Par sa décision du 28 décembre 2017(1), le Conseil constitutionnel a validé l’essentiel de la loi de finances pour 2018(2). Saisi de deux recours émanant de plus de 60 députés et d’un recours émanant de plus de 60 sénateurs, le Conseil constitutionnel a dans un premier temps écarté le grief des requérants tiré du défaut de sincérité de la loi de finances en réitérant son considérant classique selon lequel « la sincérité de la loi de finances de l’année se caractérise par l’absence d’intention de fausser les grandes lignes de l’équilibre qu’elle détermine ».
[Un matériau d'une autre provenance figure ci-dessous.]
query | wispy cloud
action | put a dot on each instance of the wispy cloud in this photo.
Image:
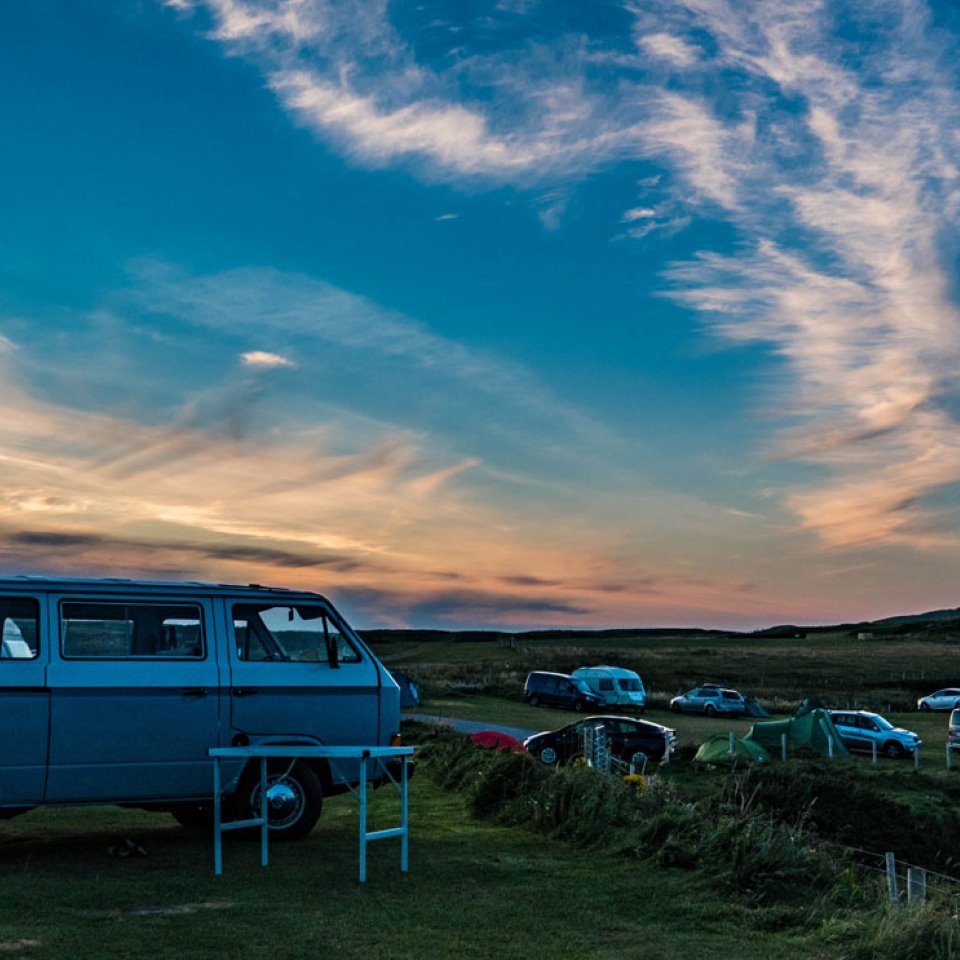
(863, 168)
(263, 358)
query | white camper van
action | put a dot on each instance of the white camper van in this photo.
(615, 685)
(113, 691)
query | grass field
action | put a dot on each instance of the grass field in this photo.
(691, 729)
(888, 671)
(473, 890)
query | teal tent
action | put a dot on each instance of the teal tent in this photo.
(813, 730)
(716, 749)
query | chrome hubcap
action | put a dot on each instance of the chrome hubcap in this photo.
(284, 801)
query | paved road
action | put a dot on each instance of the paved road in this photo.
(474, 726)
Le Conseil constitutionnel a ensuite déclaré conforme à la Constitution l’article 5 de la loi de finances, prévoyant une diminution progressive de l’imposition à la taxe d’habitation. Il a d’abord écarté le grief tiré de la méconnaissance du principe d’égalité devant les charges publiques en relevant que législateur s’est fondé sur un critère objectif, rationnel et en rapport avec l’objet de la loi en retenant comme critère d’éligibilité pour bénéficier de ce dégrèvement un plafond de revenu en fonction du quotient familial,. Il a ensuite écarté le grief tiré de la méconnaissance du principe d’autonomie financière des collectivités territoriales en relevant que le dégrèvement contesté est entièrement pris en charge par l’Etat, qu’il n’affecte pas l’assiette de la taxe et ne remet pas en cause son caractère local. Mais le Conseil a toutefois précisé que si « la part des ressources propres dans l’ensemble des ressources des communes devenait inférieure au seuil minimal déterminé par l’article L.O. 1114-3 du code général des collectivités territoriales, il appartiendrait à la loi de finances pour la deuxième année suivant celle de ce constat d’arrêter les mesures appropriées pour rétablir le degré d’autonomie financière des communes au niveau imposé par le législateur organique ».
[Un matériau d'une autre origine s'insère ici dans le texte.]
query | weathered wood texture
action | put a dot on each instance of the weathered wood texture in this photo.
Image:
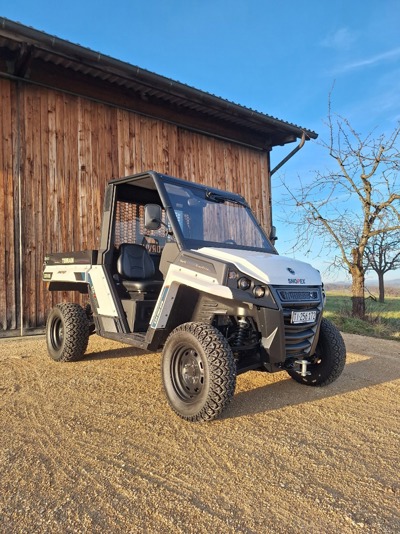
(69, 148)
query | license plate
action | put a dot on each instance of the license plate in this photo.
(304, 317)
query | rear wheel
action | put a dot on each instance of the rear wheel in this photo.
(67, 332)
(329, 358)
(198, 371)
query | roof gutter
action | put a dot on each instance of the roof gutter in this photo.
(291, 154)
(77, 53)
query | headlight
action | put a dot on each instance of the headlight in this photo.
(244, 283)
(258, 292)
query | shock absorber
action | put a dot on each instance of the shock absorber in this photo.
(241, 332)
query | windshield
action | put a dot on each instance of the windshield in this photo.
(212, 219)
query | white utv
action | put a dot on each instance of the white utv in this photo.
(186, 268)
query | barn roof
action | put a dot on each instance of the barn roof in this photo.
(36, 57)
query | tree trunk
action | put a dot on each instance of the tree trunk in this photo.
(357, 287)
(381, 287)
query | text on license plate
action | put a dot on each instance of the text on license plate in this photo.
(304, 317)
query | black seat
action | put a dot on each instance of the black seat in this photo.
(136, 269)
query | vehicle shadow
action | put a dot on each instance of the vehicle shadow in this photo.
(122, 352)
(360, 372)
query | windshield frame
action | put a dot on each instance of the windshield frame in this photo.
(212, 195)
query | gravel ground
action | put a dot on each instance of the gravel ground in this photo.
(93, 447)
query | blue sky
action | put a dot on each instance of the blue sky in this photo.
(280, 58)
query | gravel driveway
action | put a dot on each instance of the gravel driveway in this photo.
(93, 447)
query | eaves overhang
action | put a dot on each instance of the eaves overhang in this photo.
(30, 55)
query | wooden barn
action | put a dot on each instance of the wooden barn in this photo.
(71, 119)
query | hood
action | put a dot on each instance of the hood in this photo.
(268, 268)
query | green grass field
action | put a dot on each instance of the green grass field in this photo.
(383, 320)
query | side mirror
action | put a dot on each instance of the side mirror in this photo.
(152, 216)
(272, 235)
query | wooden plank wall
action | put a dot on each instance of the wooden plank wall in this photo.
(70, 147)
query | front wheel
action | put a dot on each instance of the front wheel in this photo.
(198, 371)
(329, 358)
(67, 332)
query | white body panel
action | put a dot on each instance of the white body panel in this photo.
(180, 275)
(94, 275)
(267, 268)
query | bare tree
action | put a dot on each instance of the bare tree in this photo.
(344, 207)
(383, 255)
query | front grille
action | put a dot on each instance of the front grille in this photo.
(299, 337)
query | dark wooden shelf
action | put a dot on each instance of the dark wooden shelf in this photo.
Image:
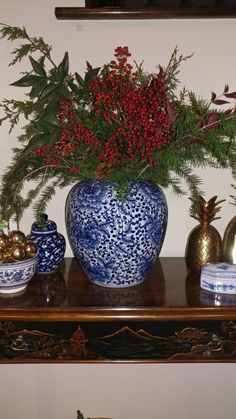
(92, 13)
(63, 317)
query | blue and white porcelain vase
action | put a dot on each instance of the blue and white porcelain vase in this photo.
(115, 242)
(51, 245)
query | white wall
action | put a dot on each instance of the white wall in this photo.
(135, 391)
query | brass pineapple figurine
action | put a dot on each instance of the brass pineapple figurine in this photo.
(204, 244)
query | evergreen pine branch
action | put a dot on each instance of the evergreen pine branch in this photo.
(13, 33)
(46, 195)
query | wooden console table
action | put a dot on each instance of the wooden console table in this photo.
(63, 317)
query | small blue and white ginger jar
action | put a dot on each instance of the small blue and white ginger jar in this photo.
(51, 245)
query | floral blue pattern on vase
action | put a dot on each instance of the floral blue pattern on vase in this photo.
(50, 245)
(115, 242)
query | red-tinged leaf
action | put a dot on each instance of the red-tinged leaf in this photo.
(213, 96)
(89, 66)
(171, 113)
(231, 95)
(226, 89)
(220, 102)
(213, 118)
(199, 123)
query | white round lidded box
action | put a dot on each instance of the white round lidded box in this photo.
(219, 277)
(14, 276)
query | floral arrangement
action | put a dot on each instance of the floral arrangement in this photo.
(115, 123)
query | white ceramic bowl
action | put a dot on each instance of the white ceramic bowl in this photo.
(15, 276)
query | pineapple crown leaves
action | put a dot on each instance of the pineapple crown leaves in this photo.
(205, 211)
(233, 196)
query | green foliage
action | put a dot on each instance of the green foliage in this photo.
(199, 136)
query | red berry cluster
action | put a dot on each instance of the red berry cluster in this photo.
(128, 120)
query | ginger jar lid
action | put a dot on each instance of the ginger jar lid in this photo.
(46, 226)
Le Conseil a ensuite validé l’instauration d’un prélèvement forfaitaire unique sur les revenus du capital perçus par les personnes physiques (capitaux mobiliers, plus-values mobilières et certains revenus de l’assurance vie, de l’épargne logement et de l’actionnariat salarié). A également été déclaré conforme à la Constitution la suppression de l’impôt sur la fortune et de la création d’un impôt sur la fortune immobilière pour les personnes physiques lorsque la valeur de leurs actifs immobiliers est supérieure à 1 300 000 euros.
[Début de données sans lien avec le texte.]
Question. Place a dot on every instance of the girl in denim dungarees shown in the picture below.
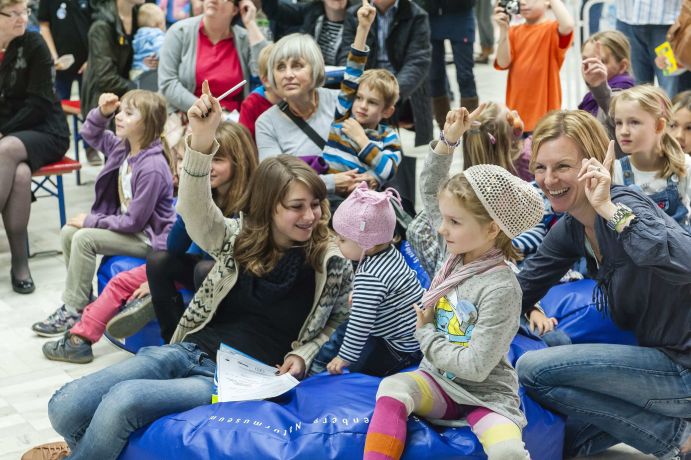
(655, 164)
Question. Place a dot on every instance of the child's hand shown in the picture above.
(356, 132)
(204, 117)
(501, 18)
(424, 315)
(141, 291)
(541, 324)
(336, 365)
(514, 120)
(366, 15)
(248, 11)
(108, 103)
(598, 180)
(77, 221)
(372, 182)
(294, 365)
(345, 182)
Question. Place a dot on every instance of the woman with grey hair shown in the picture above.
(208, 47)
(33, 131)
(300, 125)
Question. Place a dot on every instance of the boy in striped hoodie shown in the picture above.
(358, 140)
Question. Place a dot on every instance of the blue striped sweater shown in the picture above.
(382, 155)
(384, 290)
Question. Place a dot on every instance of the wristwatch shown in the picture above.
(621, 213)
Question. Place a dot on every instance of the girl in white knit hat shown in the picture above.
(468, 317)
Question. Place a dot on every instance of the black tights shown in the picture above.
(15, 201)
(163, 270)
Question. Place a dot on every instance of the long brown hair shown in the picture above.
(255, 249)
(490, 141)
(237, 146)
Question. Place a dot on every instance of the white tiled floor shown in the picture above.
(27, 379)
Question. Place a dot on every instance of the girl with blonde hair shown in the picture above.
(655, 162)
(610, 393)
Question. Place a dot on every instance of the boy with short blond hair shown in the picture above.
(533, 53)
(358, 139)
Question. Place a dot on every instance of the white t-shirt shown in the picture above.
(650, 183)
(125, 185)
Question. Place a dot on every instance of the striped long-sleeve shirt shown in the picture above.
(382, 155)
(384, 290)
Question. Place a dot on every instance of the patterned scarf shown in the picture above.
(454, 272)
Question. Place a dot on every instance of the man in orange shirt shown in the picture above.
(533, 52)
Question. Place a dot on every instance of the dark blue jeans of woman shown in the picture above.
(97, 413)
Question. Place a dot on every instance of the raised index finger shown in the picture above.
(610, 157)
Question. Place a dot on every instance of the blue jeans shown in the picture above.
(460, 31)
(97, 413)
(612, 394)
(644, 39)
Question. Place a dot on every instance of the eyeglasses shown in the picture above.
(17, 14)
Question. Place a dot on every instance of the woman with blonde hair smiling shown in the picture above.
(639, 395)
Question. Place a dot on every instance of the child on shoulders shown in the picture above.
(378, 337)
(470, 314)
(533, 53)
(149, 37)
(358, 140)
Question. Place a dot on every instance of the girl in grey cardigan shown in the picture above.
(470, 314)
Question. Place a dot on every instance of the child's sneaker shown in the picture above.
(50, 451)
(57, 323)
(70, 348)
(134, 316)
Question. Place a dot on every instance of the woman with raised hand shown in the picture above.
(278, 290)
(639, 395)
En revanche le Conseil constitutionnel a censuré d’office six cavaliers budgétaires estimant selon son considérant traditionnel que « ces dispositions ne concernent ni les ressources, ni les charges, ni la trésorerie, ni les emprunts, ni la dette, ni les garanties ou la comptabilité de l'État ». Cinq de ces articles portaient sur la production de rapport au Parlement pour lesquels le Conseil a précisé que « quel que puisse être l’intérêt de la production par le Gouvernement de rapports sur des politiques publiques, seuls peuvent être prévus par une loi de finances, en vertu de [la] loi organique [relative aux lois de finances], des rapports susceptibles d’améliorer l’information et le contrôle du Parlement sur la gestion des finances publiques ».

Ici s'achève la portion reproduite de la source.